MUSC is not the first university to publish a warning system with similar language and color-coded alerts. On July 1, the Harvard Public Health Institute introduced a tool with similar elements. South Carolina's seven-day average of COVID-19 cases is the fourth-highest in the country. 

"Filtering out what matters from a rising sea of misinformation has become a daunting task," the Harvard Public Health Institute's announcement stated. The Harvard tool gives Charleston County and South Carolina a red "tipping point" assessment, indicating "stay-at-home orders necessary."

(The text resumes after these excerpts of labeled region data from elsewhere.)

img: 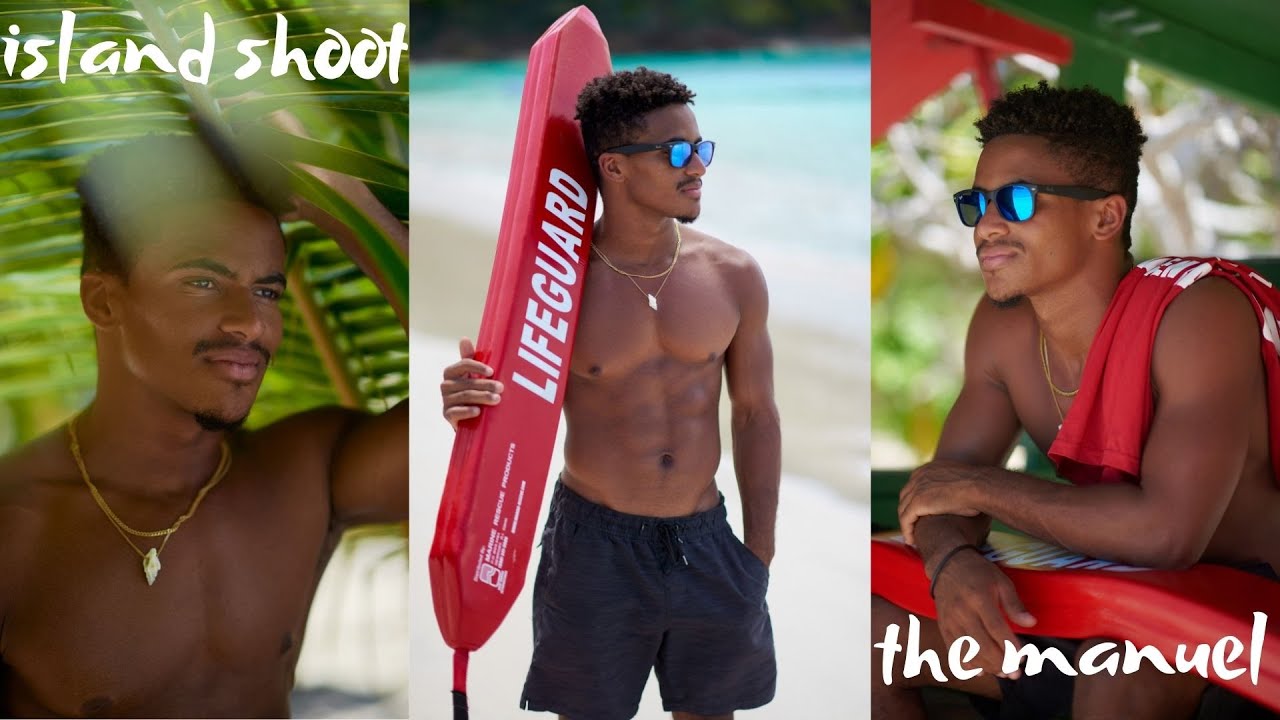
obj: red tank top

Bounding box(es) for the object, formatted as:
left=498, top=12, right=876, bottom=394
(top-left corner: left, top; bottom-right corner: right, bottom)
left=1048, top=258, right=1280, bottom=484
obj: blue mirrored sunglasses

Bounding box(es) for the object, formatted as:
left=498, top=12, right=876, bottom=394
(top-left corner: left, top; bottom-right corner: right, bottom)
left=952, top=182, right=1115, bottom=228
left=604, top=140, right=716, bottom=168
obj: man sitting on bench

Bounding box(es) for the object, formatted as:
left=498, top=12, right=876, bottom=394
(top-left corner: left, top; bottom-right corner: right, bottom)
left=872, top=82, right=1280, bottom=719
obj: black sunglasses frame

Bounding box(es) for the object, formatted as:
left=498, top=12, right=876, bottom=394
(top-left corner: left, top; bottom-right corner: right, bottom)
left=600, top=140, right=716, bottom=168
left=951, top=182, right=1119, bottom=228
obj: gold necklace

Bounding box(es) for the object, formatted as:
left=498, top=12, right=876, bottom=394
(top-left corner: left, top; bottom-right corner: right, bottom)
left=1039, top=331, right=1080, bottom=429
left=591, top=223, right=682, bottom=313
left=67, top=418, right=232, bottom=585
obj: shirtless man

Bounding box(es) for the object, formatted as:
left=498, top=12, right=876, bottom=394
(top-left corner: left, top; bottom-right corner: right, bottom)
left=0, top=137, right=408, bottom=717
left=872, top=83, right=1280, bottom=719
left=440, top=68, right=781, bottom=720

The state emergency office also raised the point that Federal Communications Commission regulations prohibit anyone from transmitting the government's warning signals. Though the academic health center made no mention of the state's system when it released its own, Becker said he believed the MUSC warning came close enough. 

In a recent instance, the FCC levied a $272,000 fine against CBS because of a tornado warning sound effect included in a 2018 episode of the comedy "Young Sheldon."